Review

Eine Schnulze über das Geld


Einen Film über die aktuelle Pandemie? Mit nochmal deutlich übersteigerter und fortgesponnener Geschichte? In der die USA schon Jahre im Lockdown sind, der Virus sich tödlicher und böser weiterentwickelt hat? Will man das sehen? Oder ist das nur ein verabscheuungswürdiger Cashgrab und die Gier der Macher selbst solche weltweiten Katastrophen mit immer weiter ansteigender Anzahl an Todesopfern zu Geld zu machen? Und könnte man das dem langsam verzweifelnden und täglich mehr Schulden machenden Hollywood überhaupt verübeln? Und warum machen so viele tolle Stars bei einem solchen Projekt mit? Langeweile daheim? 

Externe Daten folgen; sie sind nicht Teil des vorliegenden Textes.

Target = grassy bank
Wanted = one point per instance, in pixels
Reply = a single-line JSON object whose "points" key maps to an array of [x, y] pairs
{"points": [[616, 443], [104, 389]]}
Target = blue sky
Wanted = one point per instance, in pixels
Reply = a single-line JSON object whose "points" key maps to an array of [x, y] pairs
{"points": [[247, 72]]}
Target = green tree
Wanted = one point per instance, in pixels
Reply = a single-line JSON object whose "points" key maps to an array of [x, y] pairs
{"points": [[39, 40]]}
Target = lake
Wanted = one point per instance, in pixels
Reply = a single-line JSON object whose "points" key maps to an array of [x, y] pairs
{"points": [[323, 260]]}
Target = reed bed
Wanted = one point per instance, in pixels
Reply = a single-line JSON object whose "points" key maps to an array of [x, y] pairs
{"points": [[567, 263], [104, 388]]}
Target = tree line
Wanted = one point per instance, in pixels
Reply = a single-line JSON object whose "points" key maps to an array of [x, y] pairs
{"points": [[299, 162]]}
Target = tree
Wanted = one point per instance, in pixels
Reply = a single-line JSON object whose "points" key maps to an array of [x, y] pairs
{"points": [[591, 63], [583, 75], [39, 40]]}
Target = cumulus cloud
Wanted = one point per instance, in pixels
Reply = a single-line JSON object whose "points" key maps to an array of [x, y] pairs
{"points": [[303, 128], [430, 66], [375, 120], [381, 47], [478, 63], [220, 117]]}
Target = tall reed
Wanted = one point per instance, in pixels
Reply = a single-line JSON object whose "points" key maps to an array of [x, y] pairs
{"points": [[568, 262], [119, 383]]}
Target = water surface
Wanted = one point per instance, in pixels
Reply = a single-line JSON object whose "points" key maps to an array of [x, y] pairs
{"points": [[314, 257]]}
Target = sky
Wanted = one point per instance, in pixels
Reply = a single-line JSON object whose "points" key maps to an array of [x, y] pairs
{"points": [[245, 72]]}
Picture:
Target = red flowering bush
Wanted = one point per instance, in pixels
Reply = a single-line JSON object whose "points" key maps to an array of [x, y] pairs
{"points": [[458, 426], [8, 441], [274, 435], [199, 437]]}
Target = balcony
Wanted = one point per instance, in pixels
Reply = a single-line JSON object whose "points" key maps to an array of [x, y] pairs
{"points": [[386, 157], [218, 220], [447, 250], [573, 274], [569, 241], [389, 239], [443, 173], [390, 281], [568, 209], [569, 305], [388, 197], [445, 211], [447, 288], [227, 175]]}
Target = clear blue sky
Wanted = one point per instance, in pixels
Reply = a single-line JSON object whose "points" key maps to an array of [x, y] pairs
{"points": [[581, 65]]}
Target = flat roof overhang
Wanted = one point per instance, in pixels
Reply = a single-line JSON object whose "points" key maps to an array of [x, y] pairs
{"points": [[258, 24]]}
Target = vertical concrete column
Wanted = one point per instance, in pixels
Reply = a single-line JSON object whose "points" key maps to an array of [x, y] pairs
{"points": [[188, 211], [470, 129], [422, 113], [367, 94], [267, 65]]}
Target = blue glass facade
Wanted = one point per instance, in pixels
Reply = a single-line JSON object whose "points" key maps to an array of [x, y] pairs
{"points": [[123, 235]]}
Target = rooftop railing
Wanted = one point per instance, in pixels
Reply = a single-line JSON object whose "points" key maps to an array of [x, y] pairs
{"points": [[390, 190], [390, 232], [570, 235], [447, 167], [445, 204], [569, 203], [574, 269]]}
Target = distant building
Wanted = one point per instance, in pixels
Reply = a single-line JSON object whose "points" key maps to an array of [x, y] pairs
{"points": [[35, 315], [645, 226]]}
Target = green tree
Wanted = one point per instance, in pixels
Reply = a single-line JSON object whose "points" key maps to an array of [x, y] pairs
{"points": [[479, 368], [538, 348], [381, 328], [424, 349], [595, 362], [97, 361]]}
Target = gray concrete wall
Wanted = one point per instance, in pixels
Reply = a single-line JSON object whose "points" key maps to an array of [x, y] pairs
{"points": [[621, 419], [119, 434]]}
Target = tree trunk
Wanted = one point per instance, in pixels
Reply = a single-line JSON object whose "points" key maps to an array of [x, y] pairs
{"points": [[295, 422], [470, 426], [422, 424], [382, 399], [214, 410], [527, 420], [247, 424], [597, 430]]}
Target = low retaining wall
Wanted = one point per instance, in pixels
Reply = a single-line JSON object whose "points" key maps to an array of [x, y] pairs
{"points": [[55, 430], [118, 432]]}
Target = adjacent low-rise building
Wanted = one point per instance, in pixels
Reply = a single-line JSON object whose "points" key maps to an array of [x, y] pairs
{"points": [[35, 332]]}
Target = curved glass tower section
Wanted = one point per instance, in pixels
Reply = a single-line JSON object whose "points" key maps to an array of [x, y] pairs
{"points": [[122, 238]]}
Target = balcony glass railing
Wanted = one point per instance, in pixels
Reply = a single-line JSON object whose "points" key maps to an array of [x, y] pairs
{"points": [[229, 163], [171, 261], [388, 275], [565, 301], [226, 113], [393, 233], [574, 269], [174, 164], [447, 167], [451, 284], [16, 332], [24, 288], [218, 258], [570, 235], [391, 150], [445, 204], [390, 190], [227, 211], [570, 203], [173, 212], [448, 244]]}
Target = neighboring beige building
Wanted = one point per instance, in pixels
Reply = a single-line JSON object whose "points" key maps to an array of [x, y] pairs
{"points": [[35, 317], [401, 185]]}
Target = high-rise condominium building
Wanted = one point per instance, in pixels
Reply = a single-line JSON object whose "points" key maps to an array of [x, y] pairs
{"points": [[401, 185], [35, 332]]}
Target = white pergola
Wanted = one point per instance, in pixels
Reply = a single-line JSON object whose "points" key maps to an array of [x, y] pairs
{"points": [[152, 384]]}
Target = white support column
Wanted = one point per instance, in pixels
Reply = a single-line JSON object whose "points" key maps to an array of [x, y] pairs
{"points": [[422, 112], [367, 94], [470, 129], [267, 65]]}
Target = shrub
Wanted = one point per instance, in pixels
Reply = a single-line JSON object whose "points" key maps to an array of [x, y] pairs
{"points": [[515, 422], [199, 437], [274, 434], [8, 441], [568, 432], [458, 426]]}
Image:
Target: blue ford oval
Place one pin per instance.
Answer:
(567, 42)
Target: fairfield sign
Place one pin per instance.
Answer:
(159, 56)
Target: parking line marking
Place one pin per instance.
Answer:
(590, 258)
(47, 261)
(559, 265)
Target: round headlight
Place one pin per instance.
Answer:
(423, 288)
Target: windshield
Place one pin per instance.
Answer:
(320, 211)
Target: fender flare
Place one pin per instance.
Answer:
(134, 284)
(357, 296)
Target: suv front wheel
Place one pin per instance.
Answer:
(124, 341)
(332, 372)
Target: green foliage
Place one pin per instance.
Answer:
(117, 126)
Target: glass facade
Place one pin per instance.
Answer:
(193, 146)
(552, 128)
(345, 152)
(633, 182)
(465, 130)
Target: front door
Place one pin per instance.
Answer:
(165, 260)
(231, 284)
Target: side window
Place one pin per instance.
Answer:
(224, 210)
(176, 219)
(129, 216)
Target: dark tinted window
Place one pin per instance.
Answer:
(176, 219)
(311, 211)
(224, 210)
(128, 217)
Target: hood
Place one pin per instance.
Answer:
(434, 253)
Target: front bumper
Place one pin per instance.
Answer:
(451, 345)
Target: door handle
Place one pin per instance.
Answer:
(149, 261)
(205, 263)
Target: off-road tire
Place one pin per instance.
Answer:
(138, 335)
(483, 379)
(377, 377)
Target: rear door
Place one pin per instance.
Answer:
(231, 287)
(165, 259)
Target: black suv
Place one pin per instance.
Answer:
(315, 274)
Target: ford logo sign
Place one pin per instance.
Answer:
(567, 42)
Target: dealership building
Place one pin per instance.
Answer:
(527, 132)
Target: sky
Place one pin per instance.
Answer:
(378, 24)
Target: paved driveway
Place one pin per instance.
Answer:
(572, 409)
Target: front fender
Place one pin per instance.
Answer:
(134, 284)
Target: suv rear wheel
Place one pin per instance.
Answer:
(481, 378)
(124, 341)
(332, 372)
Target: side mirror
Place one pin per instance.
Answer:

Alles Fragen, die mir bei dem spürbar von Michael Bay produzierten „Songbird“ durch den Kopf gingen. Denn über die Geschichte an sich und nahezu alle Figuren gab es erstaunlich wenig nachzudenken... „Songbird“ ist kein guter Film und kaum der Rede wert. Es wundert doppelt und dreifach nicht, warum er (bisher) trotz der höchstaktuellen Thematik und vielen berühmten Namen kaum Wellen schlägt. Gerade einmal 80 Minuten lang, voller Soapdialoge und Logiklöchern, voller Behilfstwists und uninteressanter Nebenplots, voller attraktiver, aber wenig begabter Jungstars. Ok, auch Alexandra Daddario, das kann ich keinem Film übel nehmen. Aber der Rest dieses schnell zusammengeschusterten Katastrophenreissers zwischen „Contagion“ und „The Purge“ gleicht eher einem Omelette statt einem ausgewachsenen Thriller. Lächerlich über peinlich bis langweilig (und das muss man bei dem Tempo und der Laufzeit erstmal schaffen!), oft auch Richtung moralisch eher unappetitlich und unangemessen dem Thema, der aktuellen Situation und den Millionen Toten gegenüber. Aber die meiste Zeit einfach nur öde und weder eine Empfehlung noch einen totalen Verriss wert. Unauffällig. Also genau das Gegenteil, von dem was man wohl sein wollte... 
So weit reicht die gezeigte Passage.